Swiss suspends "unsafe" pilots

Swiss is phasing out the Saab 2000 Keystone

The national carrier Swiss has temporarily suspended 52 pilots on the grounds that their anxiety about their future with the company could affect cockpit safety.

This content was published on July 12, 2005 minutes

The company, which is in the process of being taken over by Germany's Lufthansa, has started disciplinary proceedings against the pilots, who had complained in an open letter to management.

Swiss spokesman Jean-Claude Donzel told swissinfo that the pilots – who fly Saab 2000 aircraft and are based at Basel airport - had complained that stress caused by the uncertain climate could affect their flying ability.

"The pilots said in the letter that this was a stressful situation for them, which could lead to a lack of safety in the cockpit," Donzel said.

He said the individuals concerned would undergo an assessment of their flying abilities as soon as possible. If they pass, the pilots will be allowed to resume their duties.

He added that the uncertainty stemmed from a Swiss announcement in January that the Saab 2000 machines would no longer fly from Basel from October 30, as part of cost-cutting measures.

Donzel said that Swiss "had to react to keep our customers safe and it was better to suspend these pilots".

As a result of the suspension, six flights were cancelled on Monday – including one to Brussels and two to Munich – affecting 60–90 passengers. The spokesman added that this had not disrupted business to any great extent.

"We could afford [to cancel the flights] because the load is very low in business class during July and August," Donzel said.

The Swiss Pilots' Association said it was shocked that the pilots had been suspended.

Spokesman Martin Gutknecht said that the open letter was a "cry for help" and it was regrettable that Swiss had reacted by instigating disciplinary proceedings.


A total of 72 pilots fly the Saab 2000 aircraft. Twenty did not sign the open letter.

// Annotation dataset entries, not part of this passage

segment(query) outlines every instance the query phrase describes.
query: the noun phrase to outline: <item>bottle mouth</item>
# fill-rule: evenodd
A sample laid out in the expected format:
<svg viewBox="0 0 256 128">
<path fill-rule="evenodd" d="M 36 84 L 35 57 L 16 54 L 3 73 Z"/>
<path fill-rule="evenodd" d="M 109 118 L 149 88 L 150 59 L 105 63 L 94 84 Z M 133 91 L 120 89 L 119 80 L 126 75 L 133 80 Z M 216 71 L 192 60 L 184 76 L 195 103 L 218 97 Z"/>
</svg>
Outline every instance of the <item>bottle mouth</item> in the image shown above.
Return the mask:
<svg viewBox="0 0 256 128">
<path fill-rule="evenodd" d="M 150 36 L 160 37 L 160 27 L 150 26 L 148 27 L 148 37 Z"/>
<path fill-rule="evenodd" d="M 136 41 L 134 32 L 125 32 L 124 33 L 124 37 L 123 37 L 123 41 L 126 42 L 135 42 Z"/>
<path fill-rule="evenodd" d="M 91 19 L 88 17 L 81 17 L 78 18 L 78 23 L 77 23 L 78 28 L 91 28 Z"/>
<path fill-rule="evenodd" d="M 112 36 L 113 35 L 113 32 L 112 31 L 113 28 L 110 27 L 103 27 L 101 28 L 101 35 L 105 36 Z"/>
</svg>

"The other pilots who did not sign the letter have already told their colleagues that they feel fine and can fly," Donzel said.

The pilots affected and Swiss management are set to meet on Monday to discuss the situation.

The Saab 2000s fly from Basel to Brussels, Munich, London, Düsseldorf and Madrid and cover a small number of holiday destinations in southern Europe.

swissinfo, Faryal Mirza

Key facts

Swiss owns seven Saab 2000s, which operate out of Basel and are flown by 72 pilots.
Swiss announced in January that it would reduce its fleet by 13 planes to 62 and 800-1,000 jobs would be lost by 2006.
The Saabs will be taken out of service from October 30.
Full-time pilot posts for the European region will fall from 440 to 207.